I’ll never forget watching my mother cry on the kitchen floor when she got the news Andy was diagnosed with AIDS. But then the AIDS cocktail came out and he didn’t die. I was a kid and soaked up this experience like a sponge. I remember the drama like it was yesterday. But Andy and AIDS? Lets just say that my first lesson about needles and anal sex came from my mom (at age 10) when I naively asked her how someone could get AIDS. It was a shock, but a hardcore dose of reality. My uncle Andy was a teacher to me. This documentary I think shares some of those lessons.

I felt the transgendered woman you met, Kitten, was one of the more compelling characters in the documentary. How did it feel meeting her? Have you heard from her since? I actually had no intention of interviewing a transgender person. It just wasn’t part of the story. I was looking for gay homeless youths, trying to get to the bottom of the stat that forty percent of homeless street kids in America are gay (which is suspiciously high, given that roughly four percent of the population is gay). But gritty documentary making takes you where it will. And so we found Kitten. I’ll admit, her hygiene was a problem for me. But I wanted to make her believe that I wasn’t afraid or disgusted with her, like she said so many others are. I think she was just so lost being so different than everyone else. Finding social understanding had always been her biggest hurdle to get over. Kitten opened my mind to gender issues that I simply had never even considered.

It seems the documentary was cathartic in you for some ways, and a way of putting yourself out of your comfort zone. What was the experience of making it like? Sure, I learned great stuff about leaving my comfort zone in the filming of this documentary. I’m a big believer that some of the biggest payoffs in life come from leaving your comfort zone. But what really struck me the most was that gay people have had to put so much effort into overcoming their struggles, that if they can find peace and resolve, they can be some of the most warm, open and accepting people I know. My uncles and a few younger gay men we met in filming this documentary were like this. It was so different than hanging out with my straight friends. There is this feeling of peace with ones self that just isn’t found in your typical beer and football party.
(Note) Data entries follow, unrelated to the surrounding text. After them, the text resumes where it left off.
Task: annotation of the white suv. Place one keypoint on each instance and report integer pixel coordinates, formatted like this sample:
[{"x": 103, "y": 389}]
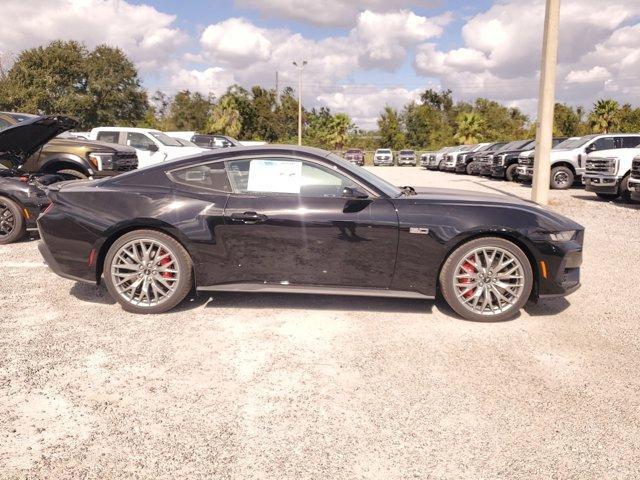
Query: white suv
[
  {"x": 608, "y": 172},
  {"x": 152, "y": 146}
]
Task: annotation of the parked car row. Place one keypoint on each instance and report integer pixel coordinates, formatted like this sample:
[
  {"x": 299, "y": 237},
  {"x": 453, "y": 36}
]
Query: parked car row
[
  {"x": 283, "y": 219},
  {"x": 607, "y": 164}
]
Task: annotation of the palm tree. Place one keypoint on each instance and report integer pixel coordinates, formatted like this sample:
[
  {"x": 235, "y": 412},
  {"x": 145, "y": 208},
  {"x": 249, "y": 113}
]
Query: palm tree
[
  {"x": 605, "y": 116},
  {"x": 225, "y": 118},
  {"x": 470, "y": 126}
]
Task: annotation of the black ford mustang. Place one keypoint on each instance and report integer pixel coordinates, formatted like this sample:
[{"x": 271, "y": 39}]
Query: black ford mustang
[
  {"x": 294, "y": 219},
  {"x": 22, "y": 197}
]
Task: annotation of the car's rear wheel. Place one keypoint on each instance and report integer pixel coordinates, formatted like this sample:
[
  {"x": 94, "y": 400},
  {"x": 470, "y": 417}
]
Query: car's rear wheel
[
  {"x": 510, "y": 174},
  {"x": 561, "y": 178},
  {"x": 73, "y": 173},
  {"x": 487, "y": 279},
  {"x": 12, "y": 224},
  {"x": 148, "y": 272}
]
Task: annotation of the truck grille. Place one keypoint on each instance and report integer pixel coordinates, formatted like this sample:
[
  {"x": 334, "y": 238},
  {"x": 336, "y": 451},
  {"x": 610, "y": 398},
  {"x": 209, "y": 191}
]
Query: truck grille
[
  {"x": 635, "y": 169},
  {"x": 601, "y": 165},
  {"x": 126, "y": 162}
]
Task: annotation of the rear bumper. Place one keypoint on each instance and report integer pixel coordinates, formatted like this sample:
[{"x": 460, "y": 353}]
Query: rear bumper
[{"x": 59, "y": 269}]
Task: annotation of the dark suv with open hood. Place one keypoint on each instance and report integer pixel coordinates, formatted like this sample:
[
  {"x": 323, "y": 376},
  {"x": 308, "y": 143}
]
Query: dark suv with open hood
[{"x": 78, "y": 158}]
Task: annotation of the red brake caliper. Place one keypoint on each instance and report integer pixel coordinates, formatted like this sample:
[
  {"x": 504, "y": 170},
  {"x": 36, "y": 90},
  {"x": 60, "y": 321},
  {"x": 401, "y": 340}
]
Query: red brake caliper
[
  {"x": 164, "y": 262},
  {"x": 467, "y": 267}
]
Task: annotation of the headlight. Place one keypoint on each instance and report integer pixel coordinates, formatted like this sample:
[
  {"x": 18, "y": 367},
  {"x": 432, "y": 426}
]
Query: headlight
[
  {"x": 563, "y": 236},
  {"x": 102, "y": 161}
]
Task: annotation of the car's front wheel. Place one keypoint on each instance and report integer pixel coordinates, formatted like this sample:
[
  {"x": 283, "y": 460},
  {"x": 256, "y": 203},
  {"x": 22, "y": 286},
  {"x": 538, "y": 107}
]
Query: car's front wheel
[
  {"x": 487, "y": 279},
  {"x": 12, "y": 223},
  {"x": 148, "y": 272}
]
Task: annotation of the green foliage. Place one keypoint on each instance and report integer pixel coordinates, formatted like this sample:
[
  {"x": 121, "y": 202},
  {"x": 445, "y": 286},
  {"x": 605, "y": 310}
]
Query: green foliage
[
  {"x": 605, "y": 116},
  {"x": 98, "y": 88},
  {"x": 390, "y": 129}
]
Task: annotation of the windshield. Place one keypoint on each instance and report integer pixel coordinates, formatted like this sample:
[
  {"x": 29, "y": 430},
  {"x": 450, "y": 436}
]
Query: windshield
[
  {"x": 572, "y": 143},
  {"x": 165, "y": 139},
  {"x": 367, "y": 176}
]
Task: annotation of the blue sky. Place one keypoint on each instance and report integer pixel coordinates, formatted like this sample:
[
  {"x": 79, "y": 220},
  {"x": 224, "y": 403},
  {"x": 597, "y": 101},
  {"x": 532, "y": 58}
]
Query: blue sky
[{"x": 362, "y": 54}]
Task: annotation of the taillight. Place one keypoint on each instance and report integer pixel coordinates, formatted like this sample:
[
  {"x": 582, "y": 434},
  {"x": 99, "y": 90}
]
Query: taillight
[{"x": 46, "y": 210}]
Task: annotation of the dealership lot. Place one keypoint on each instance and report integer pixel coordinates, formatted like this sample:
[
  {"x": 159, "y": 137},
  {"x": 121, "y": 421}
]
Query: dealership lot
[{"x": 277, "y": 386}]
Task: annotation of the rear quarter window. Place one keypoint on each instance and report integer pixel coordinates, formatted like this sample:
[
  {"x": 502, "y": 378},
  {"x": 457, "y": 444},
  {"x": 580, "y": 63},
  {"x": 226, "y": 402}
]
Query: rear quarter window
[{"x": 210, "y": 176}]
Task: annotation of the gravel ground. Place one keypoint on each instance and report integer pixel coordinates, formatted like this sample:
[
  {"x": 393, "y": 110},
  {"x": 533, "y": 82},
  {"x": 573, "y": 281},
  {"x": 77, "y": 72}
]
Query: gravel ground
[{"x": 305, "y": 387}]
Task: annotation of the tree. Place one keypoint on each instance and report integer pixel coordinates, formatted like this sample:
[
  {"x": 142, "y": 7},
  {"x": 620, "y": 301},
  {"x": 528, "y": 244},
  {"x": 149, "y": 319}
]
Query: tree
[
  {"x": 470, "y": 126},
  {"x": 190, "y": 111},
  {"x": 225, "y": 118},
  {"x": 390, "y": 127},
  {"x": 566, "y": 121},
  {"x": 604, "y": 117},
  {"x": 98, "y": 87}
]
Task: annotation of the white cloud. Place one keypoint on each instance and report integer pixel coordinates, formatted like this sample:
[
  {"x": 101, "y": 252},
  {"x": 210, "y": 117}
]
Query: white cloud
[
  {"x": 500, "y": 58},
  {"x": 146, "y": 35},
  {"x": 336, "y": 13},
  {"x": 365, "y": 102}
]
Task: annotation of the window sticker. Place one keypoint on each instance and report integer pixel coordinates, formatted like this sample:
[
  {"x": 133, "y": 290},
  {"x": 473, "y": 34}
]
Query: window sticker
[{"x": 275, "y": 176}]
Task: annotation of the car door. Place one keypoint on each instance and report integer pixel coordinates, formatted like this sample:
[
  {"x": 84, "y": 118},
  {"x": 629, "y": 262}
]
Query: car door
[
  {"x": 146, "y": 149},
  {"x": 287, "y": 221}
]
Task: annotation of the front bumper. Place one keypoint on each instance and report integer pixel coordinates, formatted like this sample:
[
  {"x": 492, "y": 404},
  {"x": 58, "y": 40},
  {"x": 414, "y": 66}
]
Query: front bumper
[
  {"x": 634, "y": 189},
  {"x": 601, "y": 183},
  {"x": 498, "y": 171},
  {"x": 562, "y": 263},
  {"x": 524, "y": 173}
]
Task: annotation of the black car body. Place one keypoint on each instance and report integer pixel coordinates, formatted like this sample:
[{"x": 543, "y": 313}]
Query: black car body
[
  {"x": 464, "y": 161},
  {"x": 342, "y": 230},
  {"x": 22, "y": 197},
  {"x": 506, "y": 163},
  {"x": 355, "y": 156}
]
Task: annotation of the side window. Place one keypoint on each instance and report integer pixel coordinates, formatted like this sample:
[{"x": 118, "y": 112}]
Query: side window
[
  {"x": 604, "y": 143},
  {"x": 284, "y": 176},
  {"x": 108, "y": 137},
  {"x": 629, "y": 142},
  {"x": 140, "y": 141},
  {"x": 212, "y": 176}
]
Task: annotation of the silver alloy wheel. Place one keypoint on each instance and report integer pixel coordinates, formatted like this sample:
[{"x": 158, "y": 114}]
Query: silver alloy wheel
[
  {"x": 145, "y": 272},
  {"x": 561, "y": 178},
  {"x": 489, "y": 281},
  {"x": 7, "y": 220}
]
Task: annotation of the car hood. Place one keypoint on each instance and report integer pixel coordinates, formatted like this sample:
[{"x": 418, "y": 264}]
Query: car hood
[
  {"x": 553, "y": 221},
  {"x": 20, "y": 141}
]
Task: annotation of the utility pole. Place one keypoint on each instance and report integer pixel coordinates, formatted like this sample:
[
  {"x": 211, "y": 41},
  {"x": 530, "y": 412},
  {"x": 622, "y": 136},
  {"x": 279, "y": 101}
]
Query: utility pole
[
  {"x": 300, "y": 67},
  {"x": 546, "y": 104}
]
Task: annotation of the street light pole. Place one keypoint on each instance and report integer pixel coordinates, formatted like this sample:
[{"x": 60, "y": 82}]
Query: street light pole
[
  {"x": 546, "y": 104},
  {"x": 300, "y": 67}
]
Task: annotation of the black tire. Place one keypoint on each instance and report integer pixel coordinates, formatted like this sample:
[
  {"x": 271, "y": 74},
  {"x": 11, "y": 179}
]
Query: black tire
[
  {"x": 184, "y": 267},
  {"x": 608, "y": 196},
  {"x": 447, "y": 280},
  {"x": 562, "y": 178},
  {"x": 73, "y": 173},
  {"x": 12, "y": 223}
]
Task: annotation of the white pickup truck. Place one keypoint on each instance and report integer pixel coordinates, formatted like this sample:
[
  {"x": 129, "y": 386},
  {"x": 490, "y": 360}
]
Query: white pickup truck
[
  {"x": 152, "y": 146},
  {"x": 608, "y": 172},
  {"x": 568, "y": 159}
]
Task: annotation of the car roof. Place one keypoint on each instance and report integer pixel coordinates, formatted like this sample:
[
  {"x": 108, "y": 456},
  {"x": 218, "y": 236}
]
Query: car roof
[{"x": 126, "y": 129}]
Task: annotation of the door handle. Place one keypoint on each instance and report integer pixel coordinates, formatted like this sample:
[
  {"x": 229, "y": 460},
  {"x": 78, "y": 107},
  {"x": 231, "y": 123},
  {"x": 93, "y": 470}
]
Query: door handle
[{"x": 248, "y": 217}]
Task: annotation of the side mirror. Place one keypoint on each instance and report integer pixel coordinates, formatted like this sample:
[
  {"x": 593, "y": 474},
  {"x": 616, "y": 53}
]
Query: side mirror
[{"x": 352, "y": 192}]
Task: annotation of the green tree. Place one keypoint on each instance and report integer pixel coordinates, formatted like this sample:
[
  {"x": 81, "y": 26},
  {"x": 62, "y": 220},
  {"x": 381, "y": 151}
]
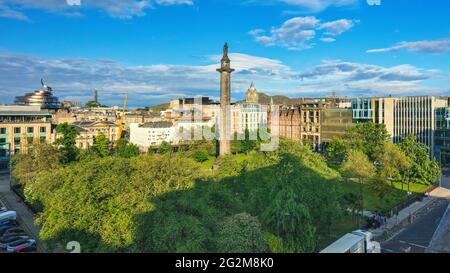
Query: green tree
[
  {"x": 101, "y": 145},
  {"x": 357, "y": 166},
  {"x": 165, "y": 147},
  {"x": 200, "y": 156},
  {"x": 247, "y": 144},
  {"x": 67, "y": 142},
  {"x": 393, "y": 162},
  {"x": 127, "y": 150},
  {"x": 336, "y": 150},
  {"x": 40, "y": 157},
  {"x": 367, "y": 137},
  {"x": 423, "y": 169},
  {"x": 241, "y": 233}
]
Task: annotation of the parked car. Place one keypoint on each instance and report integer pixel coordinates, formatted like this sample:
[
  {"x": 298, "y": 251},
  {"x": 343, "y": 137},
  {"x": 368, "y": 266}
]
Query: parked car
[
  {"x": 11, "y": 239},
  {"x": 7, "y": 225},
  {"x": 8, "y": 215},
  {"x": 23, "y": 245},
  {"x": 12, "y": 231},
  {"x": 12, "y": 236}
]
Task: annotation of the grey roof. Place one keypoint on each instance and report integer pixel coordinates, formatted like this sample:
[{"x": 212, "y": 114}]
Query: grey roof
[
  {"x": 24, "y": 113},
  {"x": 92, "y": 123},
  {"x": 157, "y": 124}
]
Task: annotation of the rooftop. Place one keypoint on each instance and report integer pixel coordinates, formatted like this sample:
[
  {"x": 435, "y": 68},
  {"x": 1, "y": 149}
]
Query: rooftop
[{"x": 157, "y": 124}]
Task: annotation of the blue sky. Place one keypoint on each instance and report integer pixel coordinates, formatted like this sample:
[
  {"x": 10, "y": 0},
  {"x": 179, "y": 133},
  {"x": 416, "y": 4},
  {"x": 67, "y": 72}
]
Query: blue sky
[{"x": 156, "y": 50}]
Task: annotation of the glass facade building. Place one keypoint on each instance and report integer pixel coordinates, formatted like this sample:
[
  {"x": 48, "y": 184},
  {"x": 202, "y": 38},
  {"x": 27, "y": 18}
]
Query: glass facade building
[{"x": 442, "y": 135}]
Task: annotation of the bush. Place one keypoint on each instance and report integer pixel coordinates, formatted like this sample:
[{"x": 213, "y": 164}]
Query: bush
[{"x": 200, "y": 156}]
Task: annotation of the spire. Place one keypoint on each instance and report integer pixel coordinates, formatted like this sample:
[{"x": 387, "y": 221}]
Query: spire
[{"x": 225, "y": 62}]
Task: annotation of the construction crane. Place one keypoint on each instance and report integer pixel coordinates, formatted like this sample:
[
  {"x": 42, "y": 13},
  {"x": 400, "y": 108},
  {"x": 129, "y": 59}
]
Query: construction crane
[{"x": 122, "y": 120}]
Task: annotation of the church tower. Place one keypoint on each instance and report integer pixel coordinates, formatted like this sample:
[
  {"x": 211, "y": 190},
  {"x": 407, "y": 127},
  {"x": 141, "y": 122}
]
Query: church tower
[{"x": 225, "y": 101}]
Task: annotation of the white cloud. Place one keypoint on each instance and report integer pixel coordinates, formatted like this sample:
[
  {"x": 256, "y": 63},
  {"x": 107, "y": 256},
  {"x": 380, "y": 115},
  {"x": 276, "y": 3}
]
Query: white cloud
[
  {"x": 317, "y": 5},
  {"x": 119, "y": 9},
  {"x": 295, "y": 33},
  {"x": 436, "y": 46},
  {"x": 75, "y": 78},
  {"x": 328, "y": 40},
  {"x": 336, "y": 28}
]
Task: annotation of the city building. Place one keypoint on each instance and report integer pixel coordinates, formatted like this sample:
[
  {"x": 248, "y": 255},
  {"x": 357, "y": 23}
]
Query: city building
[
  {"x": 252, "y": 95},
  {"x": 442, "y": 136},
  {"x": 88, "y": 130},
  {"x": 303, "y": 123},
  {"x": 335, "y": 122},
  {"x": 21, "y": 126},
  {"x": 43, "y": 98},
  {"x": 403, "y": 116},
  {"x": 153, "y": 134}
]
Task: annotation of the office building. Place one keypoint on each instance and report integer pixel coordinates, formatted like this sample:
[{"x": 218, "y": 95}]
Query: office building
[
  {"x": 21, "y": 126},
  {"x": 403, "y": 116}
]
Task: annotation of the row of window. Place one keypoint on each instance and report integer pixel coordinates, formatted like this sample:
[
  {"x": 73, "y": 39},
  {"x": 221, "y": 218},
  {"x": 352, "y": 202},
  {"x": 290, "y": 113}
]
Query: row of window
[{"x": 18, "y": 130}]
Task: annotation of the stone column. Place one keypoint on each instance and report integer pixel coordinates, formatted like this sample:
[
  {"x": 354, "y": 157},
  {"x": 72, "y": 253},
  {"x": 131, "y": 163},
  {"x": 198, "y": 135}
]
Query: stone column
[{"x": 225, "y": 102}]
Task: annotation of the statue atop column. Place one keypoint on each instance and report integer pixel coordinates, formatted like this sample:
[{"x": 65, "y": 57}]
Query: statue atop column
[{"x": 225, "y": 101}]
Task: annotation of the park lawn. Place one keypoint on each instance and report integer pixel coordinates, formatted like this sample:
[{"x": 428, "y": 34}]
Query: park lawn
[
  {"x": 208, "y": 164},
  {"x": 345, "y": 225},
  {"x": 414, "y": 187},
  {"x": 371, "y": 201}
]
Do you feel differently now about same-sex relationships or gay culture generally since having made the film? Do you feel differently about yourself? What changed? What I feel strongly about is that we in straight America actually have a lot we can learn from gay people. That is what is not said overtly in the culture. We can learn something from gay people overcoming adversity, making peace with ones self. We can learn something about what it’s like to just be different than the mainstream population. My uncles are some of the most open, understanding, non-judgmental dudes on Earth. It’s overcoming their hardships that have made them who they are. But honestly, they’re just great guys and I had to make a documentary sharing that.